Yesterday, my friend Vlad bought a Toshiba laptop for personal use and we thought it would be great to play Need For Speed: Underground 2 or Heroes of Might and Magic 5 together, but little did we know that it will take hours of hassle to get Vista to recognize XP and vice-versa.

After hours of researching I noticed many users are experiencing the same problem so I decided to write this post so it saves others time and frustration. Before I begin I'd like to point out that I already had a home network setup between three computers through a modem/router from Bell. Two desktop computers are connected directly by ethernet cable and one laptop on wireless connection.

1. Step one, have all your updates installed and unneccessary applications turned off so you don't have to restart your computer in the middle of operations.

2. Two, use Home Network Wizard on the machine with XP OS (operating system) to setup initial network group. (Start>Control Panel>Network Connections>Set up a home or small office network>follow instructions and setup according to your router or network connections, view examples to help you determine the right option.) Restart your computer once this is complete.

3. Three, on the machine with Vista OS, click Start (Vista icon)>right click Computer>in the "Computer name, domain, and workgroup settings" section click Change settings on the right side of the screen. In the pop-up window, click Change (To rename this computer), under Workgroup: type exactly the same name you specified during step two in Home Networking Wizard and click OK. (If you forgot the workgroup name, go to machine with XP OS, right-click My Computer>Properties>Select Computer Name tab>check WORKGROUP name)

4. Four, still on the machine with Vista OS, click Start>Network>Network and Sharing Center>set as follows:
  • Network discovery - On
  • File sharing - On
  • Public folder sharing - On
  • Printer sharing - Off (unless you have a printer to share on this machine)
  • Password protected sharing - Off (you don't want to be prompted for a password everytime you access your files within the network)
  • Media sharing - Off (you don't need to share all your media at once, you may select each folder separately later on)

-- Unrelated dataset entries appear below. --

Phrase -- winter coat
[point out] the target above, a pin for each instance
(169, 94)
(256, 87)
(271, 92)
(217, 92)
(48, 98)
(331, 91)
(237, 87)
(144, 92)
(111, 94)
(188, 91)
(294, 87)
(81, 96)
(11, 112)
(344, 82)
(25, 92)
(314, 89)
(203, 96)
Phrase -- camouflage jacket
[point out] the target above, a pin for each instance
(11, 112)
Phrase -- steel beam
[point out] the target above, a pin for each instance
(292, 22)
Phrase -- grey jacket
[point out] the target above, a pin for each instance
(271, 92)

5. Five, from the Network and Sharing Center window use the Tasks navigation menu on the left hand side to select "Manage network connections", then right-click your current working network connection and click Properties>select Internet Protocol Version 4 (TCP/IPv4) and click Properties, make sure that 'Obtain an IP address automatically' and 'Obtain DNS server address automatically' is selected. Click OK and Close wireless network connection properties window.

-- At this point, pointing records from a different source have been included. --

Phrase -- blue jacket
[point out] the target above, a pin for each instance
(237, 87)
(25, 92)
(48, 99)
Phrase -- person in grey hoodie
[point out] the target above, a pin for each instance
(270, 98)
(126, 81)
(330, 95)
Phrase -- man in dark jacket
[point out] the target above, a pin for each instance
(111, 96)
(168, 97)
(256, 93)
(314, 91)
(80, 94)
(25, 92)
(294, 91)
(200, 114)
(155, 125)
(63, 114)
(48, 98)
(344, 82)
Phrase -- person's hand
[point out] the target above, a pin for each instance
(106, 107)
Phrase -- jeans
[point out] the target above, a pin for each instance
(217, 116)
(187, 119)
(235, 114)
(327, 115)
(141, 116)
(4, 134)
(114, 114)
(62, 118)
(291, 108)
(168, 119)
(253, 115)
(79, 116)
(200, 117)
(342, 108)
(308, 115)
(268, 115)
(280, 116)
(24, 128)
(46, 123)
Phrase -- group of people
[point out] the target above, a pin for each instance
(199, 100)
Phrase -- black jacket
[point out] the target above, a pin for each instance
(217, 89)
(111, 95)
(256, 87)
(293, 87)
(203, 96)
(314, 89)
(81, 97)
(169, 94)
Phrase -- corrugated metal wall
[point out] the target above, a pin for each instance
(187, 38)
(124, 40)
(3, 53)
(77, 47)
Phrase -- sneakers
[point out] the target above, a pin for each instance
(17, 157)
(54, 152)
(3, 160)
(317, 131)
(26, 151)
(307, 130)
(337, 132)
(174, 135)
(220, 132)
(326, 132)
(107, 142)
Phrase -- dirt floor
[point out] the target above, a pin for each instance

6. Six, (still on the Vista machine) click Start>Computer>right-click your system drive (C:) and click Share>click Advanced Sharing button>confirm that Share this folder is check-marked and click Permissions underneath the comments field>check the following in the 'Allow" column: Full control, Change, and Read. Click OK, once again OK and Close hard drive properties window.

7. Seven, technically you should have shared folders on your Vista machine automatically but after reading numerous forum posts it came to my attention that users had to share folders within folders or sub-folders to actually be able and access them, otherwise XP OS will simply show that these folders are shared but restrict access to them. So, click Start>Computer>open C: drive>right-click New, then Folder. Pick whatever name you want, then right-click the folder you've just created and click Properties>switch to Sharing tab>click Share button, then choose Change sharing permissions option>once opened simply click Share and Close folder Properties.

8. Eight, you're almost done. Completely close/exit all kinds of anti-virus software applications you may have to prevent all sorts of port or traffic blockings.

9. Nine, restart your computer one last time.

10. Ten, you are officially done, but lets make sure everything is setup properly. On both machines open Run window (Windows + R), type CMD, in the black pop-up window type "ipconfig /all" (without quotes) and press Enter. Make sure that Default Gateway, DHCP Server, DNS Servers and Subnet Mask are the same on both machines. Only IPv4 Address will vary by last two digits, ex. 192.168.2.XX (its suppose to be that way).

(Note: For those without DHCP enabled you may have to turn NetBIOS over TCP/IP setting manually. To do this, click Start>Network>Network and Sharing Center>click Manage network connections>right-click local connection and choose Properties>select Internet Protocol Version 4 and click Properties>click Advanced>switch to WINS tab>select Enable NetBIOS over TCP/IP.)

I used a Toshiba laptop on wireless connection to get the network going, the steps for Ethernet connected computers are exactly the same, if you have any questions, comments or concerts please do let me know and I will try my best to help you out.

Unfortunately, even with all these settings configured we couldn't get a lan game going because Need For Speed Underground 2 requires additional settings adjusted before users are able of hosting or joing lan servers. But, we were able to play Heroes of Might and Magic 5 with no problem.

It came to my attention that after a few restarts default anti-virus software, such as Norton are automatically turned on again and they will block disable your network connection to Vista machine. I suggest you turn Norton off completely or remove it from your computer because its a trial version anyways. If you insist on keeping Norton you may disable it while you use network connection and enable it afterwards or contact Norton support to find out how to set-up Norton application so it doesn't block your home network.